4. Re-define and embrace failure.


So then, how do you go about implementing SRE? 

There are a number of proven ways to implement SRE but before hopping on any of the trains, you have to understand there is no static definition or recommended approach, it is very contextual and I believe, the easiest way is to borrow from how you already practise DevOps. Like it or not, your SRE and DevOps will interface and it's better to ensure there is a clear way to integrate or maybe even merge. It's however necessary to keep the lights on in both teams or cultures if you are unsure about relevance, if at all you're interested in reaping value from both. 

Organisations come in various shapes and sizes, some need both, some don't; it depends (as always) on your context and by all means, start small.

Some things to expect along this journey include:

1. Understanding existing release processes and ensuring they are convenient to your business objectives and social-technical dynamics.
There is a lot that can be defined here but it's not worth going too much into detail without a working example, we shall cover this later. The simplest way of picturing a good example is implementing small and gradual changes that reduce your mean time to recover (MTTR)

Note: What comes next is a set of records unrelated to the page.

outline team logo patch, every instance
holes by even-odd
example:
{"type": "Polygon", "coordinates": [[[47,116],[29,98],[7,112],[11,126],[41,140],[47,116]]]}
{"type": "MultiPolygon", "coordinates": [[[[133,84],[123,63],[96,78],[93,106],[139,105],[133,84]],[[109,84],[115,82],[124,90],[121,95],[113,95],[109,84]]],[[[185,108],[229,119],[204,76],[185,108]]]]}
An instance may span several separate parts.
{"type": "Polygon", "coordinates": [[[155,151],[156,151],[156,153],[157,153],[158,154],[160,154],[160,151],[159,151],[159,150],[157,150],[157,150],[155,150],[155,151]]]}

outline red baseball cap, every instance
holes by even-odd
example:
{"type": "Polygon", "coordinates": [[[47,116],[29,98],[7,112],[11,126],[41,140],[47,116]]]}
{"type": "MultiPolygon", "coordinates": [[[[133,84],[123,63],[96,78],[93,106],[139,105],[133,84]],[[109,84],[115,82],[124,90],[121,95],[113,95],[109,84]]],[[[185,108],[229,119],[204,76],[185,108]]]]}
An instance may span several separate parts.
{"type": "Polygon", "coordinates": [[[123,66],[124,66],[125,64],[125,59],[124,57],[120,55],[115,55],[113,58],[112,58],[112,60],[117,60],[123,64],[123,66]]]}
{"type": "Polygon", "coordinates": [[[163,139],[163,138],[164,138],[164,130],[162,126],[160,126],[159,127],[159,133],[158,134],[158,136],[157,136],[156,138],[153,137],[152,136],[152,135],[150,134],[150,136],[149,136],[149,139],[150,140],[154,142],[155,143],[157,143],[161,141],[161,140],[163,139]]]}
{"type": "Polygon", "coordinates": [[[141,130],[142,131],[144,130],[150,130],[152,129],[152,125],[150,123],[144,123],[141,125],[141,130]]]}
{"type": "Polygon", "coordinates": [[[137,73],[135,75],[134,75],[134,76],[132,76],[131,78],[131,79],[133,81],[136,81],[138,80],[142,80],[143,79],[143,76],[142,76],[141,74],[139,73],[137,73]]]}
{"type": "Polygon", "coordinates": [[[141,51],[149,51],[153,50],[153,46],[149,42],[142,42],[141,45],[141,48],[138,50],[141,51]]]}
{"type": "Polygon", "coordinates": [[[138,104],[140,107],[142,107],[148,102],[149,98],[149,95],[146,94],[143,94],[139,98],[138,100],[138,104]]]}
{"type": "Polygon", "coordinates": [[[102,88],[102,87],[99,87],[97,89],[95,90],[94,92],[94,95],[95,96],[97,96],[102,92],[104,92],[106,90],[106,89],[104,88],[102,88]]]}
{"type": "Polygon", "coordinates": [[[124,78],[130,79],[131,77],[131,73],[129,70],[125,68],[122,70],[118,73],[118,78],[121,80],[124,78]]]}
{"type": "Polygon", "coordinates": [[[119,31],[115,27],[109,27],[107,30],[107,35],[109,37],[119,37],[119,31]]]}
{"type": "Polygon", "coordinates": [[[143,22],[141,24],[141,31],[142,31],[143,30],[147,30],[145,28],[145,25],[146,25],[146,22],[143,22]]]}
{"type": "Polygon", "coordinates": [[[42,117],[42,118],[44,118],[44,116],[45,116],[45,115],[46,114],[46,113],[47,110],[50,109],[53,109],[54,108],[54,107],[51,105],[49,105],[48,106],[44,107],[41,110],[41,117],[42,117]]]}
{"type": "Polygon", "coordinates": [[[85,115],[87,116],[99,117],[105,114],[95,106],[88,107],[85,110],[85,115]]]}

2. Measuring reliability: SLOs, error budgets & blameless postmoterms

Reliability is the core idea behind SRE and what's more relevant is meaningful measures. Meaningful measures and reliability are mutually inclusive. Reliable systems require as possibly accurate as possible metrics to manage and improve their reliability. Without meaningful, accurate and actionable metrics, it would be impossible to ensure or improve the reliability of a system.

To foster reliability, SLOs, SLAs, SLIs, error budgets and blameless post-moterms are valuable tools that need to be leveraged. I believe a lot of teams that struggle with these tools fail to accommodate their requirements and can't go beyond the struggles of defining them. Honestly, for very genuine reasons.

It's worth noting that practising resilience as a part of your reliability strategy makes your reliability more robust but really, it's expensive and honestly more relevant for mature systems and platforms that already practise reliability because the measurements only increase and failure is tolerable. There's a flip side though, high-stakes environments in sectors such as finance and healthcare could benefit from early investment in resilience because the cost of failure is bigger even if the initial cost is high.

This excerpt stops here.